De verdad que el catálogo es vastísimo, y esto sólo por lo que toca a la literatura. Y más allá de sentirnos sobrepasados por ese maremágnum en que fácilmente se convierte el idioma que hablamos una vez que nos ponemos a reflexionar sobre él y observarlo con detenimiento, esta enumeración pretende más bien hacer notar las posibilidades latentes que nos ofrece el lenguaje. 
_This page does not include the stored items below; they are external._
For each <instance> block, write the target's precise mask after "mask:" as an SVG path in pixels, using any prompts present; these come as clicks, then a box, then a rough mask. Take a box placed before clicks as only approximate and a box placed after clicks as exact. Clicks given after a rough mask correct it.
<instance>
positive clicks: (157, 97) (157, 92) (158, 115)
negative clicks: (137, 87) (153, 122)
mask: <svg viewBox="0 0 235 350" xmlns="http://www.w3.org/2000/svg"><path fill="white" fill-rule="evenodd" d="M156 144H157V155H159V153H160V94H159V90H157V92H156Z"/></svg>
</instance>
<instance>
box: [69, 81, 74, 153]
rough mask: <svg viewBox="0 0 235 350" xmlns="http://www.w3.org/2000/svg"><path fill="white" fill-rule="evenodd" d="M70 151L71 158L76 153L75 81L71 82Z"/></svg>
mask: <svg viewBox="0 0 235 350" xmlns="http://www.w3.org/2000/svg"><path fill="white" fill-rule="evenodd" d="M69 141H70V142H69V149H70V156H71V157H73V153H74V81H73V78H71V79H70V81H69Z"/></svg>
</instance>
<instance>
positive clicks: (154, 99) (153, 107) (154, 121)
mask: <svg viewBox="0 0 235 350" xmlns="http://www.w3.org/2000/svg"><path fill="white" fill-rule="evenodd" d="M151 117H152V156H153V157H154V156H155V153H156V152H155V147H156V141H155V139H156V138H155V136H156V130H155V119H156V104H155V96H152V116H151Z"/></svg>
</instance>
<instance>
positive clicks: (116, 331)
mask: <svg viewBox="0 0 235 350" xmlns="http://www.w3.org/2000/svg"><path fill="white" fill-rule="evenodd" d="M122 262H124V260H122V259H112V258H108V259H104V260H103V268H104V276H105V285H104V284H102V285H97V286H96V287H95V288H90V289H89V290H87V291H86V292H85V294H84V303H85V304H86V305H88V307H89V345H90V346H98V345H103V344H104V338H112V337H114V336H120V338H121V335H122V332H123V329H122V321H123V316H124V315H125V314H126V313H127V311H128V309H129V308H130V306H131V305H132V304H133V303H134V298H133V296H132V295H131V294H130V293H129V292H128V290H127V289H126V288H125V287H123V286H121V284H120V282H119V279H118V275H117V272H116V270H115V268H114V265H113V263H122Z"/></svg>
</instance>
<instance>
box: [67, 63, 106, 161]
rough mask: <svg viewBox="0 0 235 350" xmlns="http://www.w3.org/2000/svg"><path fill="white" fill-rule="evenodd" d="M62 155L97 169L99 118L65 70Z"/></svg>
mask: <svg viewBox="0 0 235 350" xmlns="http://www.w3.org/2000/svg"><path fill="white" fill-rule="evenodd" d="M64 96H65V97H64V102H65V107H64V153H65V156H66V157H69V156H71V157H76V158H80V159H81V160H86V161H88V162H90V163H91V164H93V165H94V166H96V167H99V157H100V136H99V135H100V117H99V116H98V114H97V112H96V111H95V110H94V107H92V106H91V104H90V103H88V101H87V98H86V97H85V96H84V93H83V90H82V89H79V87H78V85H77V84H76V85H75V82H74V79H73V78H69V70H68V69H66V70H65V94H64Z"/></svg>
Hace un momento proponíamos la idea de preguntarnos cómo sería el mundo –nuestro mundo, esa parcela de realidad en la que cada uno se encuentra– si nos hubiéramos formado en otro idioma, pero ante dicho panorama la pregunta podría cambiar más bien a cómo sería el mundo si, junto a las palabras con que ya lo nombramos, vivieran otras traídas de un soneto de Quevedo, por ejemplo, de un cuento de Rulfo, de una definición de María Moliner, de una novela de Rosario Castellanos, de un refrán popular. De entrada, esa perspectiva sin duda se vería enriquecida.

Y ese, después de todo, es el propósito. Considerar esta efeméride como un pretexto para enriquecer no el idioma español sino, más modestamente, el idioma español que ya hablamos. Un día para embellecer esa casa que es el lenguaje que habitamos.